The Union's Position

  By Charles Loiacono     

Sotto Voce

         By inserting a provision in the NCCFT contract, the administration hoped to limit, indeed deny, certain rights enjoyed by AFA members. They sought to transfer those rights to agents of the administration, namely area deans. I know that sounds nuts, so maybe I should back up and explain a few things.

         The AFA is a union composed of both part-time and full-time faculty. Specifically, 305 members of the full-time faculty (57%) teach adjunct classes and are in the AFA bargaining unit. Those 305 individuals enjoy all the rights enjoyed by other members of the AFA. Indeed, full-timers have become some of our most loyal members. Many of them have served as department representatives and executive board members. Some have been in the forefront defending adjunct rights. The very idea that they could be treated differently from other members was preposterous in its conception.

Now, back to the attempt to do the preposterous.        

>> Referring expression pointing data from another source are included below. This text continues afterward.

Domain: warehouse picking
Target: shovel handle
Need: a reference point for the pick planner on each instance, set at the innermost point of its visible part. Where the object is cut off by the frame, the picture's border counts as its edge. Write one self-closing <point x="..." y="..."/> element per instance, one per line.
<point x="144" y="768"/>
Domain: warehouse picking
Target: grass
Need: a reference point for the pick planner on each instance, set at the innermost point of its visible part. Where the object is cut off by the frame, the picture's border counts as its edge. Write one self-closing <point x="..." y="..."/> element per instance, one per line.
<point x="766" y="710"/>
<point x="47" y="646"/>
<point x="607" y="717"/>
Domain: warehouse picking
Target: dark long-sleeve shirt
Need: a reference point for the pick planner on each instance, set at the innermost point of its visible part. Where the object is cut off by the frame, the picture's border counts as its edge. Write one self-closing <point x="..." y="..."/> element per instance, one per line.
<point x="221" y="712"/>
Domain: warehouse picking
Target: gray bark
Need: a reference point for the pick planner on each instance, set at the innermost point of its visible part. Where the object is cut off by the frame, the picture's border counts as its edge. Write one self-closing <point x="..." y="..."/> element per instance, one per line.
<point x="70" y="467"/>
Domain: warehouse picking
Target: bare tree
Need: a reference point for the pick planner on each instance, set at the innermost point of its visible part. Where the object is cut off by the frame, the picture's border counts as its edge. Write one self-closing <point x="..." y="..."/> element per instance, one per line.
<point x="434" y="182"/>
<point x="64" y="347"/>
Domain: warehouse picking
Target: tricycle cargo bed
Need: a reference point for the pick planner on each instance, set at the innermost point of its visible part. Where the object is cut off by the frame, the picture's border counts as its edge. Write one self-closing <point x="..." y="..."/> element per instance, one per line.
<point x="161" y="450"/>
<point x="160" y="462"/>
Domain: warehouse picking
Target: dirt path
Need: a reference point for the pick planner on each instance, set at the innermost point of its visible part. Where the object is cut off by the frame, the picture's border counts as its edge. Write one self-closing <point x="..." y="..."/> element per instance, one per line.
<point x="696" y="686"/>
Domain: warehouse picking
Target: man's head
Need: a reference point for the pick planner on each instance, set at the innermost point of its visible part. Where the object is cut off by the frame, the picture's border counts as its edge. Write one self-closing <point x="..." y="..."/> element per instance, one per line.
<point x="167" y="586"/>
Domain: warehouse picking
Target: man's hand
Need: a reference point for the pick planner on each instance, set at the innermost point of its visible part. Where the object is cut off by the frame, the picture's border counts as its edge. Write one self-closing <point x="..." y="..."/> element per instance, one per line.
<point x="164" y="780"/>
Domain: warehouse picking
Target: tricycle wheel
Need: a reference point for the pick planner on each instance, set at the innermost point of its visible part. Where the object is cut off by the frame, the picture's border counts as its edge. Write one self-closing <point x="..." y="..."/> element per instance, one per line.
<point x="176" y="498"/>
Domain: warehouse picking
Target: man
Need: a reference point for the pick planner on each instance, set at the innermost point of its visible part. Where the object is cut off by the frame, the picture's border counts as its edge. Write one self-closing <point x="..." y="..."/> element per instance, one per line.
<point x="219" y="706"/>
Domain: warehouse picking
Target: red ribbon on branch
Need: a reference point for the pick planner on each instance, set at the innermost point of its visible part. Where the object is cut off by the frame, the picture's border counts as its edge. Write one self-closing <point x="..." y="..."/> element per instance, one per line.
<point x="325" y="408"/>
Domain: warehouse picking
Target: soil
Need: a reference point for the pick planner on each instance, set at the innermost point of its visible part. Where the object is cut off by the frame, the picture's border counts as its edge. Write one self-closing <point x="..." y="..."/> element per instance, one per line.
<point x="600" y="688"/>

            Fran Hilliard, president of the NCCFT, had spoken to me several times about the pressure the administration was exerting in their attempt to have the NCCFT contract deny members of that union a right they had under the AFA contract. I assured her that the administration was bluffing. They knew that sirens would go off at such a jurisdictional violation. That’s why when it became apparent that such a provision was to be inserted into the NCCFT contract, something smelled fishy. What I realized was that the administration knew that the

 

 

AFA would certainly file an action and win. But, they would appeal, and under Section 5519A of the CPLR they would be granted an automated stay. That simply means that they would continue the violation until all appeals were exhausted. In the meantime, 305 full-timers would be denied their rights under the AFA contract.

         I didn’t wait to figure out why the administration wanted to shaft those full-timers.  They were AFA members and this encroachment had to be stopped before the legislature ratified the contract. After several conversations with Fran Hilliard, I contacted Sean Fanelli, NCC president, and made it clear that I viewed this as a serious encroachment on AFA jurisdiction and that I would do everything in my power to stop ratification, unless that ill-conceived provision was deleted from the contract.

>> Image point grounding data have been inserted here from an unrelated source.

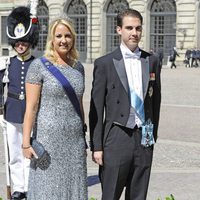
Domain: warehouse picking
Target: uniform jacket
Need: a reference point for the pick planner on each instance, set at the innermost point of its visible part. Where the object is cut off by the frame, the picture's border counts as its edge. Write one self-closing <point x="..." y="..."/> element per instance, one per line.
<point x="110" y="102"/>
<point x="14" y="109"/>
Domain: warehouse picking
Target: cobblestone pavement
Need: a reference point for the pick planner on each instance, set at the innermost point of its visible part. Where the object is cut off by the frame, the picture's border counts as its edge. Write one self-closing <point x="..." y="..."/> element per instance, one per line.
<point x="176" y="163"/>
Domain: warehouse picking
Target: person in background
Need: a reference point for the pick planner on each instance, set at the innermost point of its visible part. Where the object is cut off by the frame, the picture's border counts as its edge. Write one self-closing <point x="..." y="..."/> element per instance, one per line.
<point x="59" y="128"/>
<point x="187" y="58"/>
<point x="173" y="54"/>
<point x="124" y="112"/>
<point x="161" y="56"/>
<point x="22" y="39"/>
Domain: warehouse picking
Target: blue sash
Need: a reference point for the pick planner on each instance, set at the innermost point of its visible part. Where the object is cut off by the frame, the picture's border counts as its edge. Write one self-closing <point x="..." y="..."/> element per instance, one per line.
<point x="65" y="84"/>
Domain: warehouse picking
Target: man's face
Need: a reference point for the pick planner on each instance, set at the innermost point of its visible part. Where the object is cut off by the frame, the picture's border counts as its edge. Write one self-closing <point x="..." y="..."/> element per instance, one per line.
<point x="21" y="47"/>
<point x="131" y="32"/>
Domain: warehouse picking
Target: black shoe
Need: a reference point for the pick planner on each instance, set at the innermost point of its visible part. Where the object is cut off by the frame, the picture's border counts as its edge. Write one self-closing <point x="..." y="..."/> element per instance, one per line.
<point x="18" y="195"/>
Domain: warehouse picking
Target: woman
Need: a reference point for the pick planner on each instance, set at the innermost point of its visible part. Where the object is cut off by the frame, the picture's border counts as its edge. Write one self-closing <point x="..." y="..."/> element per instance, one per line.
<point x="59" y="127"/>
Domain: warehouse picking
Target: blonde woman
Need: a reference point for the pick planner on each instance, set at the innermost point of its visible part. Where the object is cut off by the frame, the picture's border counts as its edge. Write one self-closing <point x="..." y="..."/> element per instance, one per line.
<point x="59" y="127"/>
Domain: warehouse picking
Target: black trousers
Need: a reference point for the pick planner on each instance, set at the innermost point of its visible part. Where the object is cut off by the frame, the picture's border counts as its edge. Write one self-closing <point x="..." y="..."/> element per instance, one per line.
<point x="126" y="164"/>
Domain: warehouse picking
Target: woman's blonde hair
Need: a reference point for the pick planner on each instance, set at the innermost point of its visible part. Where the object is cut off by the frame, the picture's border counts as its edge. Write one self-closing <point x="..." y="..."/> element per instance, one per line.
<point x="49" y="52"/>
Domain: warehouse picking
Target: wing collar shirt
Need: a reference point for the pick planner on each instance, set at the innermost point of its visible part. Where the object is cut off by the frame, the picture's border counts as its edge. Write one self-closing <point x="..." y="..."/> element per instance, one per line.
<point x="134" y="73"/>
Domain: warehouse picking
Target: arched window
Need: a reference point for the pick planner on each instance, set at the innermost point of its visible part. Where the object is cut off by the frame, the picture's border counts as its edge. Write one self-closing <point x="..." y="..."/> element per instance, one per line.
<point x="114" y="7"/>
<point x="43" y="17"/>
<point x="162" y="29"/>
<point x="77" y="11"/>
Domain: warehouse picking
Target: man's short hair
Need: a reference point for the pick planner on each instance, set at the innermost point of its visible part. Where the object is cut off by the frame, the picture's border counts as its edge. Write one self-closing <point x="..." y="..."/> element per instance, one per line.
<point x="128" y="12"/>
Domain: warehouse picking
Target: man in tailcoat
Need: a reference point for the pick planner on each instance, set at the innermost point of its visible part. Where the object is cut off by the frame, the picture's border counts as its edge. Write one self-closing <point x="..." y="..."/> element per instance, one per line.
<point x="116" y="123"/>
<point x="22" y="32"/>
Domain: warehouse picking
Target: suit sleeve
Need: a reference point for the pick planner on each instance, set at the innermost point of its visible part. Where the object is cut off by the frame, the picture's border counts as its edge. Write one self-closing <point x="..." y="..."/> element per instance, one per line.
<point x="97" y="105"/>
<point x="156" y="98"/>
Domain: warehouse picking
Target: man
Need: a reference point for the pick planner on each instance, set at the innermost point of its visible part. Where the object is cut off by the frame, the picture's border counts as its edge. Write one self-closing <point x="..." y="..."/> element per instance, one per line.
<point x="116" y="121"/>
<point x="22" y="31"/>
<point x="187" y="58"/>
<point x="172" y="57"/>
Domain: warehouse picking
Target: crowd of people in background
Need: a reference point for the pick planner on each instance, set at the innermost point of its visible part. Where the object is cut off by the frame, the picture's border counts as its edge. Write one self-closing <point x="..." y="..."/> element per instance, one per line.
<point x="192" y="58"/>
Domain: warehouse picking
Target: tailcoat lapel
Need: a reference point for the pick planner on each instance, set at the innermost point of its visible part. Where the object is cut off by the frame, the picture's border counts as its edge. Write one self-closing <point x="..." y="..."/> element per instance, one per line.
<point x="145" y="73"/>
<point x="120" y="68"/>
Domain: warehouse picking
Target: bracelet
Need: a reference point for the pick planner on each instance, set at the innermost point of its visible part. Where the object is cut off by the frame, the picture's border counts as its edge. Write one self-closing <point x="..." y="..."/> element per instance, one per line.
<point x="26" y="147"/>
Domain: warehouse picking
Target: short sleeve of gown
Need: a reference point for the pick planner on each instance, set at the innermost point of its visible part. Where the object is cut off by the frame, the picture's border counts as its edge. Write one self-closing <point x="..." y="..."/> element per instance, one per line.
<point x="34" y="73"/>
<point x="81" y="69"/>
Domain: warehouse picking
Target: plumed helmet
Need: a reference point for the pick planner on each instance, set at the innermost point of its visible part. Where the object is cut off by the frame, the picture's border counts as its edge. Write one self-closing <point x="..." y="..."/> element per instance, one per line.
<point x="22" y="26"/>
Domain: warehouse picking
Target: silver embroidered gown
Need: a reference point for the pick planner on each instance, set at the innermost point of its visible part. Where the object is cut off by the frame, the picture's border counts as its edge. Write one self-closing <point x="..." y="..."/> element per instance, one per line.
<point x="59" y="129"/>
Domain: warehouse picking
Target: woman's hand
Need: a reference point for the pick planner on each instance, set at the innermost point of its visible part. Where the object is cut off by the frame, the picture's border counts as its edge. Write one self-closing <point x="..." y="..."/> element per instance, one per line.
<point x="29" y="153"/>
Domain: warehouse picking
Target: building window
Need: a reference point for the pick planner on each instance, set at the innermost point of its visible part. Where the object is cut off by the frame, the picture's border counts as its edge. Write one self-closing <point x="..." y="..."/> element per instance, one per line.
<point x="114" y="7"/>
<point x="4" y="39"/>
<point x="77" y="11"/>
<point x="43" y="17"/>
<point x="162" y="31"/>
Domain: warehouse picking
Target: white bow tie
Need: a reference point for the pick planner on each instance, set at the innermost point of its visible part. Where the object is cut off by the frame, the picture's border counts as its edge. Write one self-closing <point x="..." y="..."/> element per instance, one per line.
<point x="134" y="55"/>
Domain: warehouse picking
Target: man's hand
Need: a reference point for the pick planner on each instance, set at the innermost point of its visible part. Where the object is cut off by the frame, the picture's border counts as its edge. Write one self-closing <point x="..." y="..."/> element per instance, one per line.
<point x="97" y="157"/>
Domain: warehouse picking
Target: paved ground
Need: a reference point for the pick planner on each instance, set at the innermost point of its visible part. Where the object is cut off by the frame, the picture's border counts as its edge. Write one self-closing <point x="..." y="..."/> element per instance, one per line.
<point x="176" y="164"/>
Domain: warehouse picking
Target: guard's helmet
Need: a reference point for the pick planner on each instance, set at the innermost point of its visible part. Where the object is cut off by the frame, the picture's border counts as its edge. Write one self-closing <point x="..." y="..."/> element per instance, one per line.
<point x="22" y="26"/>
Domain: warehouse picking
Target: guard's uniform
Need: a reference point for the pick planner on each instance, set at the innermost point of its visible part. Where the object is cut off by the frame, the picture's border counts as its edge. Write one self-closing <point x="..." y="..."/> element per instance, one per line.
<point x="14" y="109"/>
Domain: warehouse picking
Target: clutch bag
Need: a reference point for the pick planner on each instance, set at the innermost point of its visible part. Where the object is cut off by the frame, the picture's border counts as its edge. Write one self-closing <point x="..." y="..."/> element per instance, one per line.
<point x="44" y="159"/>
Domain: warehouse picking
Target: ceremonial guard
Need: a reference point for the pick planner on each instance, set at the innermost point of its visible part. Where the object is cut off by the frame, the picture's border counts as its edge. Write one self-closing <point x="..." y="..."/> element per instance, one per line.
<point x="22" y="32"/>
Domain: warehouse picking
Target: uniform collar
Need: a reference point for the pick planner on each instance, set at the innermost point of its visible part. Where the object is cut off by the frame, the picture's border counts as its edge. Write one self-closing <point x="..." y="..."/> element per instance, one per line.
<point x="24" y="58"/>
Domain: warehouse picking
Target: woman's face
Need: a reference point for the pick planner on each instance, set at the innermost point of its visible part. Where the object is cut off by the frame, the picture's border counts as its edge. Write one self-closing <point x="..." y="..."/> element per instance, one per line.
<point x="63" y="40"/>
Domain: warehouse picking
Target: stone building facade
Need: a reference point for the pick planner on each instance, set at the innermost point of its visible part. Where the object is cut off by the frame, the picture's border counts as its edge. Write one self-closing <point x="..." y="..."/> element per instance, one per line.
<point x="167" y="23"/>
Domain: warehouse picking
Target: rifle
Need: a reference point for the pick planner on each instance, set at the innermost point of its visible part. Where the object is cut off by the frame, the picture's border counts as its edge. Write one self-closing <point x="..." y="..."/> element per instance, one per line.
<point x="5" y="61"/>
<point x="8" y="188"/>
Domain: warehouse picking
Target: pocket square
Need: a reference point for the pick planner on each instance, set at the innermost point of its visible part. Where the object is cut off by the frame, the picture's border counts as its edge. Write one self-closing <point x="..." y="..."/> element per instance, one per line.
<point x="152" y="77"/>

         Here, I must give credit to the college president. It took only 15 minutes from our first conversation to our second for him to agree that the provision would be stricken from the Memorandum of Agreement. Here in an official letter signed by both Fanelli and Hilliard is the agreement to withdraw the provision:

         “1. Section E-Full Time Teaching Day Adjunct shall be deleted in its entirety from the MOA and all subsequent sections shall be re-lettered accordingly.

2. All other sections of the MOA executed on December 21, 2005 shall remain unaltered by this agreement.”

         Thus ended an episode that promised to be a Donnybrook that we would have long remembered.